Abrams and Winfrey host two town halls in the battleground state to discuss the ‘critical value of women in leadership’
Oprah Winfrey has lent her star power to Stacey Abrams, the Georgia Democrat aiming to become America’s first black female governor in the midterm elections next week.
“I am here today because Stacey Abrams cares about the things that matter,” Winfrey told a cheering crowd at a Cobb County town hall, citing Abrams’ stance on environmental protection, healthcare and gun control.
Winfrey, who said she is a registered independent, has long championed Democratic Party causes and some fans earlier this year tried to encourage her to run against Republican President Donald Trump in 2020. She has said she does not want to run.
“I’m here today because of the men and because of the women who were lynched, who were humiliated, who were discriminated against, who were suppressed, who were repressed and oppressed … I refuse to let their sacrifices be in vain,” she told the audience, to cheers.
Winfrey and Abrams are hosting two town hall meetings on Thursday in Decatur and Marietta, cities in the battleground state, for a discussion on “the critical value of women in leadership and what is at stake for our communities in the election”.
Within hours, tickets to the free town halls were snapped up; messages on Abrams’s campaign website stated: “We’re sorry, but this event has reached maximum capacity.”
The race for the governor’s office in Georgia has become a flashpoint for accusations of voter suppression.
Abrams’ Republican rival, Brian Kemp, serves as Georgia secretary of state, a role in which he oversees state elections.

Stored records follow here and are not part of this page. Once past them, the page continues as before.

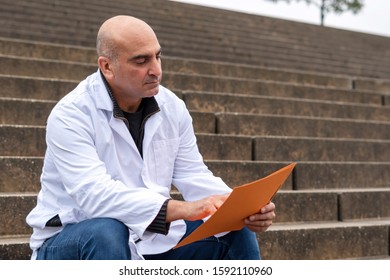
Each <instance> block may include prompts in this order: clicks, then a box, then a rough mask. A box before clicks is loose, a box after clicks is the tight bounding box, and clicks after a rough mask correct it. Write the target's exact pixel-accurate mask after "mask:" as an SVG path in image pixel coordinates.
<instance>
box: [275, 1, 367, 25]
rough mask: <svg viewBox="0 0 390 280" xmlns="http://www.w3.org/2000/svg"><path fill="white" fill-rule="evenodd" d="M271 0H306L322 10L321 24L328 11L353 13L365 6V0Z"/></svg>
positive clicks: (320, 10)
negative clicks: (347, 11) (363, 6)
mask: <svg viewBox="0 0 390 280" xmlns="http://www.w3.org/2000/svg"><path fill="white" fill-rule="evenodd" d="M268 1H271V2H275V3H276V2H279V1H284V2H287V3H291V2H292V1H296V2H301V1H304V2H306V3H307V4H308V5H314V6H316V7H318V8H319V9H320V12H321V25H324V18H325V15H326V14H328V13H332V12H333V13H336V14H341V13H343V12H347V11H351V12H352V13H353V14H357V13H358V12H360V10H361V9H362V8H363V6H364V1H363V0H268Z"/></svg>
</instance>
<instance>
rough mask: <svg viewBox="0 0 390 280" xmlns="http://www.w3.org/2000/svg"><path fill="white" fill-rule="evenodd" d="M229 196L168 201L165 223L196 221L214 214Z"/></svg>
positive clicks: (221, 195) (225, 195)
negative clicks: (167, 205)
mask: <svg viewBox="0 0 390 280" xmlns="http://www.w3.org/2000/svg"><path fill="white" fill-rule="evenodd" d="M228 196H229V194H224V195H212V196H209V197H206V198H204V199H201V200H197V201H179V200H170V201H169V202H168V206H167V218H166V221H167V222H172V221H175V220H181V219H183V220H187V221H196V220H200V219H203V218H206V217H208V216H210V215H212V214H214V213H215V212H216V211H217V210H218V208H219V207H221V205H222V203H223V202H224V201H225V200H226V199H227V197H228Z"/></svg>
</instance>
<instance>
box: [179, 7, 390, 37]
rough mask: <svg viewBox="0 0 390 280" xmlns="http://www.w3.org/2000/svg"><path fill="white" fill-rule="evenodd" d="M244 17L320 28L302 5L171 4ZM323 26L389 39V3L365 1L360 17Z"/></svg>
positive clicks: (318, 20) (335, 19)
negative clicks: (251, 14)
mask: <svg viewBox="0 0 390 280" xmlns="http://www.w3.org/2000/svg"><path fill="white" fill-rule="evenodd" d="M173 1H178V2H186V3H191V4H199V5H203V6H210V7H215V8H221V9H227V10H235V11H240V12H245V13H252V14H259V15H264V16H270V17H276V18H283V19H288V20H294V21H301V22H306V23H311V24H320V12H319V9H318V8H316V7H315V6H313V5H311V6H308V5H307V4H306V3H305V1H301V2H295V1H291V3H290V4H286V3H283V2H282V1H280V2H279V3H272V2H270V1H267V0H173ZM325 26H329V27H335V28H340V29H347V30H353V31H359V32H364V33H372V34H377V35H382V36H387V37H390V0H365V1H364V7H363V9H362V10H361V11H360V13H358V14H356V15H354V14H352V13H351V12H345V13H343V14H341V15H336V14H328V15H327V16H326V17H325Z"/></svg>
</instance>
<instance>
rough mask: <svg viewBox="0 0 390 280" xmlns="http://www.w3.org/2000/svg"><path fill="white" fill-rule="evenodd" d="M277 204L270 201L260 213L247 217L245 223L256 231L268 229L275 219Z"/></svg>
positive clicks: (260, 210)
mask: <svg viewBox="0 0 390 280" xmlns="http://www.w3.org/2000/svg"><path fill="white" fill-rule="evenodd" d="M275 217H276V214H275V204H274V203H272V202H270V203H269V204H267V205H266V206H264V207H263V208H262V209H261V210H260V212H259V213H257V214H254V215H251V216H249V217H248V218H246V219H245V225H246V226H247V227H248V229H250V230H251V231H254V232H263V231H266V230H267V229H268V228H269V227H270V226H271V225H272V222H273V220H274V219H275Z"/></svg>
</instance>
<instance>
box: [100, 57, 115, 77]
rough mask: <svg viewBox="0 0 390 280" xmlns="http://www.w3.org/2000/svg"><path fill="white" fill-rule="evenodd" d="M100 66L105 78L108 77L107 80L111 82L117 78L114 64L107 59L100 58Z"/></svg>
mask: <svg viewBox="0 0 390 280" xmlns="http://www.w3.org/2000/svg"><path fill="white" fill-rule="evenodd" d="M98 65H99V68H100V71H102V73H103V75H104V77H106V79H108V80H110V79H111V78H113V77H114V76H115V75H114V71H113V67H112V66H113V65H112V62H111V60H110V59H108V58H107V57H104V56H99V58H98Z"/></svg>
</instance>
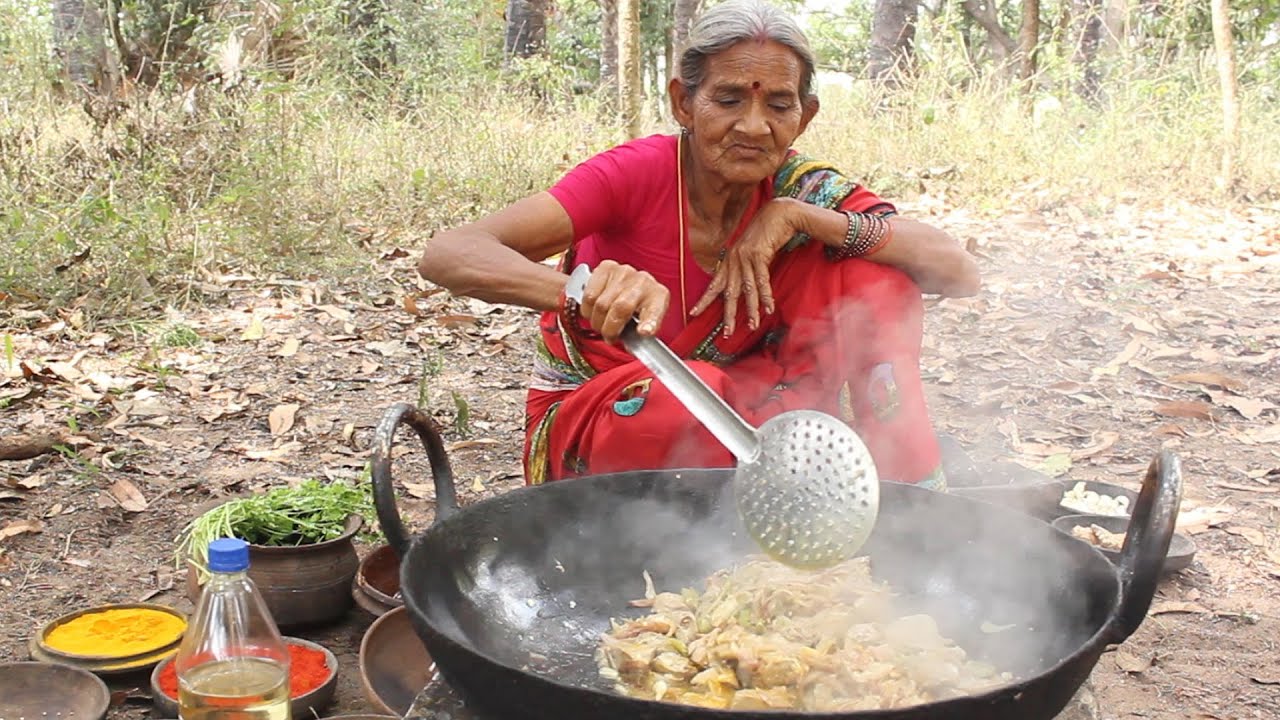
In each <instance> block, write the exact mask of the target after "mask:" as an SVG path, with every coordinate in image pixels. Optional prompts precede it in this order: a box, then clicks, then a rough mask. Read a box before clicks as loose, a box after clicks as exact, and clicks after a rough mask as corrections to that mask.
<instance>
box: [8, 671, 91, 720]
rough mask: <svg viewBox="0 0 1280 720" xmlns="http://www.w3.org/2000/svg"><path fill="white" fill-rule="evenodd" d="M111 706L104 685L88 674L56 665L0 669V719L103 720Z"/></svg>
mask: <svg viewBox="0 0 1280 720" xmlns="http://www.w3.org/2000/svg"><path fill="white" fill-rule="evenodd" d="M110 703H111V693H110V691H108V689H106V683H104V682H102V680H101V679H99V678H97V675H93V674H92V673H90V671H88V670H82V669H79V667H73V666H70V665H63V664H56V662H10V664H8V665H0V717H4V719H12V720H17V719H20V717H32V719H36V717H61V719H63V720H102V717H105V716H106V708H108V706H109V705H110Z"/></svg>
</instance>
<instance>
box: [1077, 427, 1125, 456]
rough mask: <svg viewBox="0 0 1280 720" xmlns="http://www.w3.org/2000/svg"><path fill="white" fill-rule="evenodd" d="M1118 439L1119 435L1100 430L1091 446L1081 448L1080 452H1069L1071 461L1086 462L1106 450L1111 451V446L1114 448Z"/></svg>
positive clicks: (1100, 453) (1115, 433) (1119, 435)
mask: <svg viewBox="0 0 1280 720" xmlns="http://www.w3.org/2000/svg"><path fill="white" fill-rule="evenodd" d="M1119 439H1120V433H1115V432H1111V430H1102V432H1100V433H1098V439H1097V442H1094V443H1093V445H1091V446H1088V447H1082V448H1080V450H1076V451H1074V452H1071V459H1073V460H1087V459H1089V457H1093V456H1096V455H1101V454H1103V452H1106V451H1107V450H1111V446H1114V445H1115V443H1116V441H1119Z"/></svg>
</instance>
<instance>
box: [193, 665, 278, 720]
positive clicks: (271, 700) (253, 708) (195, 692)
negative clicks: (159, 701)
mask: <svg viewBox="0 0 1280 720" xmlns="http://www.w3.org/2000/svg"><path fill="white" fill-rule="evenodd" d="M178 717H180V719H182V720H291V717H289V675H288V671H287V670H285V669H284V667H282V666H280V665H278V664H275V662H271V661H270V660H261V659H257V657H236V659H232V660H218V661H214V662H206V664H204V665H200V666H197V667H193V669H191V670H188V671H187V673H186V674H184V675H183V676H182V682H180V683H179V684H178Z"/></svg>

Earlier this month, a coalition of state civil rights groups sued Kemp, accusing him of trying to depress minority voter turnout to improve his chances of winning.
Winfrey might also campaign door-to-door with Abrams on Friday, according to the Atlanta Journal-Constitution.
While Winfrey’s appearance will win headlines for Abrams, it is not clear whether her celebrity status will be enough to propel Abrams to victory, with recent polls indicating that Abrams and Kemp are neck and neck in the contest.
However, Libertarian Ted Metz, the third name on the ballot, could take just enough votes to mean there is no outright winner, triggering a December run-off.
With Winfrey’s visit, Abrams may be attempting to mobilize suburban voters and African American women, two groups she is counting on at the polls.
“Vote your values,” Winfrey said, addressing the women in the audience. “Vote your conscience … the vitriol and the ads, they are designed to confuse and confound you with fear … When you know the right thing, and you can feel it … you can’t be influenced by propaganda and fear.”
Winfrey’s involvement could also serve as counterweight to Vice-President Mike Pence’s three campaign stops for Kemp this week, the Journal-Constitution also points out.
More high-profile visits are planned, with former President Barack Obama coming to Atlanta on Friday for Abrams, and President Donald Trump campaigning on Sunday for Kemp.
Kemp, whose support stems from rural areas and “outer suburbs”, has used Abrams’s star appeal to drum up opposition in his base.